The One Country That Still Loves America Unconditionally
Israel. About 80% of Israelis view the United States favorably, compared to 19% for China. That number tracks. The US and Israel launched a joint war against Iran during the survey window, so the favorable rating from Israel is doing exactly the work you'd expect it to do.
The other five countries holding favorable views of the US, Japan, India, South Korea, the Philippines, and Poland, all share something in common: significant security concerns about China in their immediate region. Their continued preference for the US is not necessarily a vote of confidence in Trump so much as a calculation about who they need in a tight spot. That's a very different thing from admiration. Pew notes that even their views of the US have dimmed considerably in recent years.
Eight in ten Israelis and a handful of Pacific Rim nations with genuine threat calculations. That is the current coalition of people who look at the United States and feel good about what they see.
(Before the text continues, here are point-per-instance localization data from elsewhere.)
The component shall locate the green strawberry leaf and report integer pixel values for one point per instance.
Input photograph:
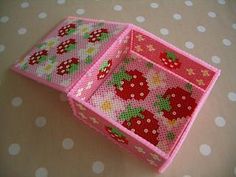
(103, 66)
(171, 56)
(103, 37)
(88, 59)
(43, 58)
(130, 113)
(170, 136)
(73, 68)
(162, 103)
(117, 132)
(119, 76)
(52, 59)
(86, 35)
(71, 31)
(25, 66)
(70, 47)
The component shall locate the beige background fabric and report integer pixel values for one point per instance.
(39, 135)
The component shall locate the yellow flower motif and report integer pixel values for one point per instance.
(156, 79)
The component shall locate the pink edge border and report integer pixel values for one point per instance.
(57, 86)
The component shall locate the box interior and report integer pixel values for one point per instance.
(140, 94)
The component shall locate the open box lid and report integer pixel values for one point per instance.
(67, 52)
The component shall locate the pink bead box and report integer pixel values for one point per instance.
(136, 89)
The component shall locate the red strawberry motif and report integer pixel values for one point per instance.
(141, 122)
(130, 84)
(38, 57)
(67, 30)
(68, 67)
(169, 59)
(176, 103)
(66, 46)
(116, 135)
(97, 35)
(104, 69)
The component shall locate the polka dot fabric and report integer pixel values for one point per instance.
(40, 141)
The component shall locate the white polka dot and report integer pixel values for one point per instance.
(215, 59)
(63, 97)
(4, 19)
(164, 31)
(42, 15)
(41, 172)
(201, 28)
(24, 5)
(234, 25)
(40, 121)
(2, 48)
(22, 31)
(226, 42)
(205, 149)
(177, 16)
(140, 19)
(98, 167)
(189, 45)
(212, 14)
(80, 11)
(61, 1)
(16, 101)
(220, 121)
(232, 96)
(154, 5)
(188, 3)
(222, 2)
(14, 149)
(68, 143)
(117, 8)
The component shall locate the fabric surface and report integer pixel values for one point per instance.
(39, 135)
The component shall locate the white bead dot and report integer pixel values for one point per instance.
(164, 31)
(188, 3)
(222, 2)
(154, 5)
(80, 11)
(42, 15)
(4, 19)
(2, 48)
(24, 5)
(40, 121)
(189, 45)
(232, 96)
(201, 28)
(212, 14)
(63, 97)
(205, 149)
(177, 16)
(98, 167)
(117, 8)
(14, 149)
(220, 121)
(61, 1)
(22, 31)
(16, 101)
(41, 172)
(234, 26)
(68, 143)
(140, 19)
(226, 42)
(215, 59)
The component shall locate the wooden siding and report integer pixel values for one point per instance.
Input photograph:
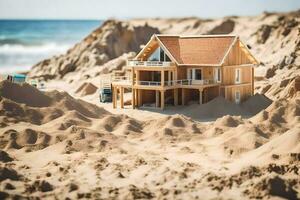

The diplomatic achievement of a lifetime.
The Dingo Take
This poll is going to get dismissed by the usual suspects as globalist hand-wringing, as if international opinion is something only weak countries care about. But here's the thing: soft power is what makes hard power sustainable. Alliances, trade relationships, diplomatic trust, the basic assumption that America is a responsible actor on the world stage, these things have material consequences. They affect who picks up the phone, who shares intelligence, who shows up when you need them. Twenty years of Pew polling, and this is the first time China has come out ahead. That didn't happen in a vacuum.
What's genuinely remarkable about this data is how fast it moved. Canada went from 57% favorable to 33% in three years. The UK lost a 32-point gap in America's favor. These aren't slow cultural shifts. These are responses to specific, observable events. Tariffs on allies. Threats to annex a neighboring democracy. A war launched while Gaza burned. People connected the dots. Loudly.
And what do we get in return for all this diplomatic wreckage? Six countries that still like us more than China, one of which just fought a war alongside us and five of which are worried China will eat them. That's the return on investment. Decades of painstakingly built international goodwill, traded in so a 79-year-old man could feel powerful on social media. History is going to have a field day with this one.